8. Request for consideration of CEA norms in determining normative coal requirement for CPP sub-sector in Tranche-V NRS Linkage Auction:
As per coal consumption norms laid down by CEA for CPP Sector, certain factors needs to be considered for calculating normative coal requirement including loss of heat value of coal for storage @85 KCal/kg, 5% GCV loss due to the difference between GCV (ARB) and GCV (EQ) and 0.8% transit loss. However, these factors are not considered in the calculation of normative coal requirements as given in the scheme document of CIL. As a result, the Captive Power Plants will be eligible for less quantity of coal in comparison to their actual coal requirement in the upcoming NRS Linkage Auction.
Request has been made to CIL so that normative requirement of coal in the CIL scheme document for NRS linkage auction for the different capacity Captive Power Plants may be calculated as per existing CEA guidelines.
9. Submission by NRS consumers to allow inter-plant transfer of coal:
Certain plants from the Non-regulated Sector are often facing constraints due to restrictions on rake allocations and of coal movement via Road and RCR modes for Non-regulated Sector.

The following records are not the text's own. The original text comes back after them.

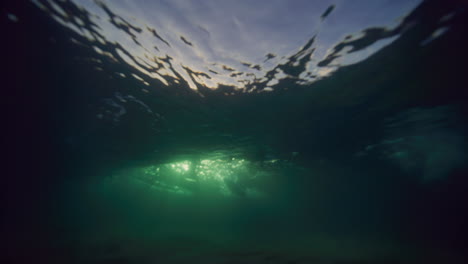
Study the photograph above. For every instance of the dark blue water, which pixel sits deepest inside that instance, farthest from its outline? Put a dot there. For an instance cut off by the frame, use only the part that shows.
(234, 131)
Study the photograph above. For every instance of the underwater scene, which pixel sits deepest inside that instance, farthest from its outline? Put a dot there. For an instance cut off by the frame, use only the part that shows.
(248, 131)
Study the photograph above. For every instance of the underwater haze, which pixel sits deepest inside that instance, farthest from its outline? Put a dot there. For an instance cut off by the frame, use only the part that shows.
(266, 131)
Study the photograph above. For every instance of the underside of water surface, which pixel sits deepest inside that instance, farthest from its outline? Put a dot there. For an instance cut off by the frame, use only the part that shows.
(234, 131)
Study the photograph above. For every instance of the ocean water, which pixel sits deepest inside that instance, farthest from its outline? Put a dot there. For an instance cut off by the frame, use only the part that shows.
(234, 131)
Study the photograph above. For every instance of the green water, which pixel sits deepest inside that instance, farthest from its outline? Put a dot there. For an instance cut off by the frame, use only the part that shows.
(311, 160)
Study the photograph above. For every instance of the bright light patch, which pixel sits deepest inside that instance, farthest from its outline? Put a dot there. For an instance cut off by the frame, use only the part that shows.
(218, 175)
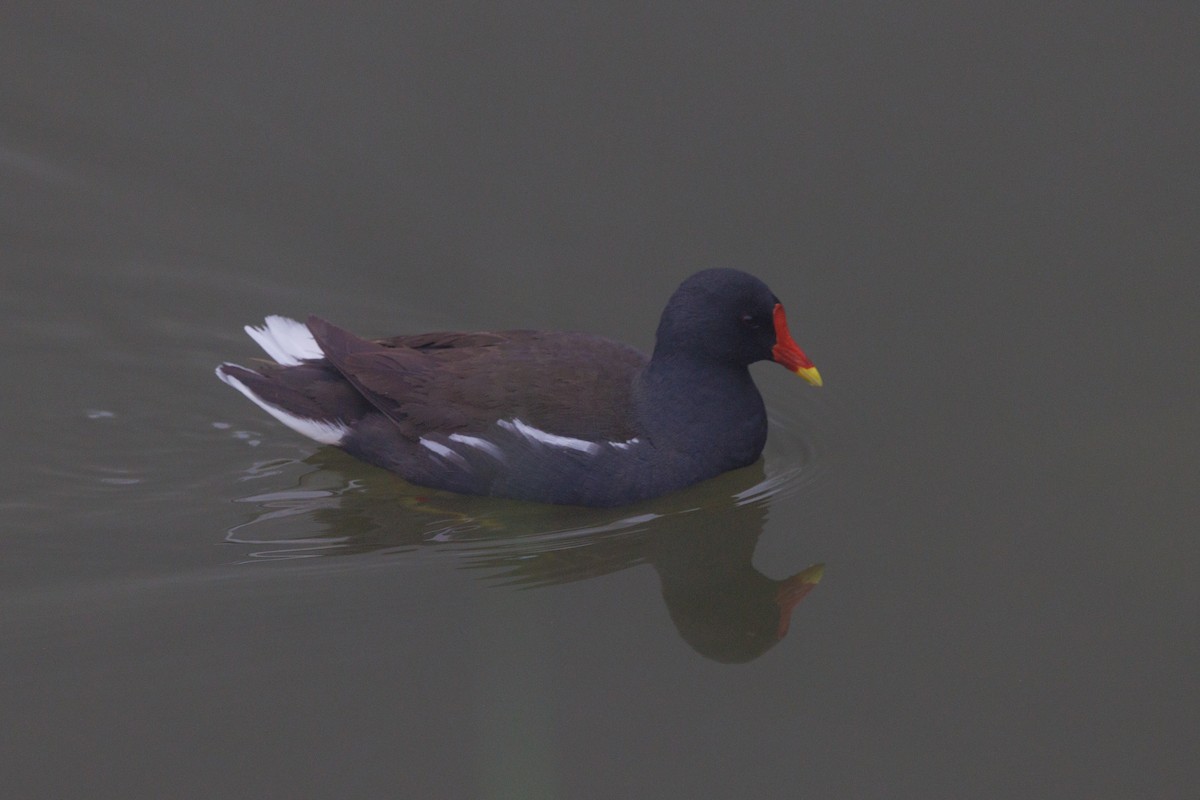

Also, coal stock at some plants remain alarmingly low due to lack of production/transport issues at the designated mines which eventually Submission has been given to the Ministry of coal to allow interplant transfer of coal within the same company/business group (within different units of the same organisation) for higher capacity plants in the Non-Power Sector in line with the Power Sector as it would ensure maximum lifting of booked Linkage/Exclusive e-Auction quantities, reduce dependence on imported coal and encourage the NRS consumers to go for more long-term Linkage/Exclusive Auction security.
10. Request for incorporating new guidelines for accepting FC BG by the Subsidiaries in the CIL Scheme Document of Linkage Auction:
CIL’s modified guidelines of June 2020, financial coverage for coal supplies through FSAs under linkage auction and Exclusive Auctions to NRS consumers and under Special Forward e-Auction Schemes to Power sector had been reduced from as delivered price of coal for 30 days supplies to as delivered price of coal for 10 days supplies.
However, SECL is still asking for financial coverage equivalent to 30 days coal value as per previous practice from its customers as the new modality of accepting financial coverage has not been updated in the scheme document so far.
Request has been made to CIL to make necessary amendment in the scheme document in this regard so that so that NRS consumers of SECL may submit FC BG as per the modified CIL guidelines.